One of the most surprising experiences when we start monitoring applications is noticing the logging is not configured properly in production environments. There have been two types of misconfiguration errors we’ve seen often in the field:
logging configuration is copied from staging settings
while deploying the application to production environment, logging wasn’t fully configured and the logging failed to log any data
To take a closer look, I have a couple of sample applications to show how the problems could manifest themselves. These sample applications were implemented using MVC5 and are running in Windows Azure and using Microsoft Enterprise Library Exception Handling and Logging blocks to log exceptions to the SQL database. There is no specific preference regarding logging framework or storage, just wanted to demonstrate problems similar to what we’ve seen with different customers.

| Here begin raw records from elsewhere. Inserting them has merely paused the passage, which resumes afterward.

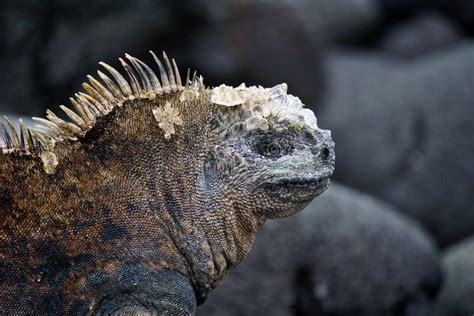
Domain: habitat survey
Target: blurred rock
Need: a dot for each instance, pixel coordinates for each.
(425, 34)
(346, 254)
(403, 132)
(460, 11)
(263, 44)
(457, 295)
(328, 20)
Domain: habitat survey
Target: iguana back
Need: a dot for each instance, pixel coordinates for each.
(150, 193)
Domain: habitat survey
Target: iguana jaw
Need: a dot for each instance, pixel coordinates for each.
(298, 189)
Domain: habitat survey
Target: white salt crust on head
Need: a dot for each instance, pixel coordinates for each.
(262, 103)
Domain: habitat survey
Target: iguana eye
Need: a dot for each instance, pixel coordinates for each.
(272, 150)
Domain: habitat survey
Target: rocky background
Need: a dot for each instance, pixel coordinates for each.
(393, 80)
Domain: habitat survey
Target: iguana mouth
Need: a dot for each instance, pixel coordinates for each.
(296, 188)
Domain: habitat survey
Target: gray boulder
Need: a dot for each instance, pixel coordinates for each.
(403, 131)
(457, 295)
(346, 254)
(422, 35)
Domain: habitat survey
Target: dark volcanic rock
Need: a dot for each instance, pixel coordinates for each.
(403, 132)
(346, 254)
(457, 295)
(425, 34)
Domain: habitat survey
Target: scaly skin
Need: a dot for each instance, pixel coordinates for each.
(129, 211)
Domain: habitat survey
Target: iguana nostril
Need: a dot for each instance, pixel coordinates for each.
(325, 153)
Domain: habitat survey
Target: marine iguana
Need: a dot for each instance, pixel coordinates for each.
(150, 192)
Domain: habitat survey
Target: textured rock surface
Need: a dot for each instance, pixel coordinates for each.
(401, 131)
(346, 254)
(456, 297)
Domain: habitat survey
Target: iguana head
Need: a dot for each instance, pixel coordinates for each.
(270, 151)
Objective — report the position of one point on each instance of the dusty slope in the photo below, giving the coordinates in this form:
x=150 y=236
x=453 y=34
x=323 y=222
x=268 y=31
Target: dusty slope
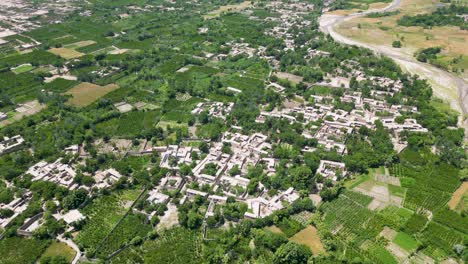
x=450 y=88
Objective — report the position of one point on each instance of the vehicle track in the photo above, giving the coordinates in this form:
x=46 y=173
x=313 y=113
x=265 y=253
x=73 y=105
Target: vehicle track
x=446 y=86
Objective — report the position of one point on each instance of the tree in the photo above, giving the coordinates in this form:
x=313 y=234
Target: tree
x=396 y=44
x=292 y=253
x=194 y=220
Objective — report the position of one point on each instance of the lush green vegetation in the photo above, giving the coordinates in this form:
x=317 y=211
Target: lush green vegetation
x=443 y=16
x=163 y=75
x=21 y=250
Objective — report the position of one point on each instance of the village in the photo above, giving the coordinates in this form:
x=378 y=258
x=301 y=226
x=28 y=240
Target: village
x=221 y=172
x=215 y=131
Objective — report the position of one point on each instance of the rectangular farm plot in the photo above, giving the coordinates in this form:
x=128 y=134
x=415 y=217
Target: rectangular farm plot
x=80 y=44
x=86 y=93
x=309 y=237
x=66 y=53
x=22 y=68
x=405 y=241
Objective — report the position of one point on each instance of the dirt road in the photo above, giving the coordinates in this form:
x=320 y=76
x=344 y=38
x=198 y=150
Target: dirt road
x=446 y=86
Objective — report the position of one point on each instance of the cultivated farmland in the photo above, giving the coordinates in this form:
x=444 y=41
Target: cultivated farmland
x=86 y=93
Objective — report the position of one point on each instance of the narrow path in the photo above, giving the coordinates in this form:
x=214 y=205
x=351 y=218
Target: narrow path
x=75 y=247
x=445 y=85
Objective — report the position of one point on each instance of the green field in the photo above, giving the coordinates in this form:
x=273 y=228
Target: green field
x=22 y=68
x=405 y=241
x=59 y=249
x=16 y=250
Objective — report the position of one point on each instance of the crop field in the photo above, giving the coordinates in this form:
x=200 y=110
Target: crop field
x=14 y=250
x=129 y=124
x=405 y=241
x=378 y=253
x=131 y=226
x=22 y=87
x=228 y=8
x=86 y=93
x=79 y=44
x=289 y=226
x=103 y=214
x=177 y=245
x=22 y=68
x=60 y=85
x=60 y=249
x=384 y=30
x=37 y=56
x=309 y=237
x=179 y=111
x=429 y=186
x=66 y=53
x=458 y=200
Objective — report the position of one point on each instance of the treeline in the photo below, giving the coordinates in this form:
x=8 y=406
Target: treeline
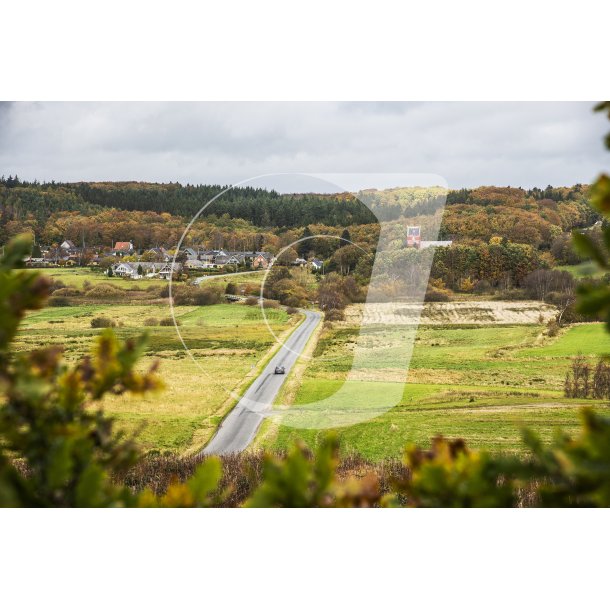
x=32 y=201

Situation #1 Logging configuration was copied from staging to production and points to the staging SQL database
When we installed AppDynamics and it automatically detected the application flowmap, I noticed the application talks to the production UserData database and… a staging database for logging.
The other issue was the extremely slow response time while calling the logging database. The following snapshot can explain the slow performance, as you see there’s an exception happening while trying to run an ADO.NET query:
Exception details confirm the application was not able to connect to a database, which is expected — the production environment in located in DMZ and usually can’t reach a staging network.
To restate what we see above — this is a failure while trying to log the original exception which could be anything from a user not being able to log into the website to failing to checkout.
At the same time the impact is even higher because the application spends 15 seconds trying to connect to the logging database and timeout, all while the user is waiting.
Situation #2 During deployment the service account wasn’t granted permissions to write to the logging database
This looks similar to the example above but when we drill inside the error we can see the request has an internal exception happened during the processing:
The exception says the service account didn’t have permissions to run the stored procedure “WriteLog” which logs entries to the logging database. From the performance perspective, the overhead of security failure is less from timeouts in the example above but the result is the same — we won’t be able to see the originating exception.
Not fully documenting or automating the application deployment/configuration process usually causes such problems.
These are one-time issues that once you fix it will work on the machine. However, next time you deploy the application to a new server or VM this will happen again until you fix the deployment.
Let’s check the EntLigLogging database — it has no rows
Here’s some analysis to explain why this happened:
We found exceptions when the application was logging the error
This means there was an original error and the application was trying to report it using logging
Logging failed which means the original error was never reported!
And… logging doesn’t log anywhere about its failures, which means from a logging perspective the application has no problems!!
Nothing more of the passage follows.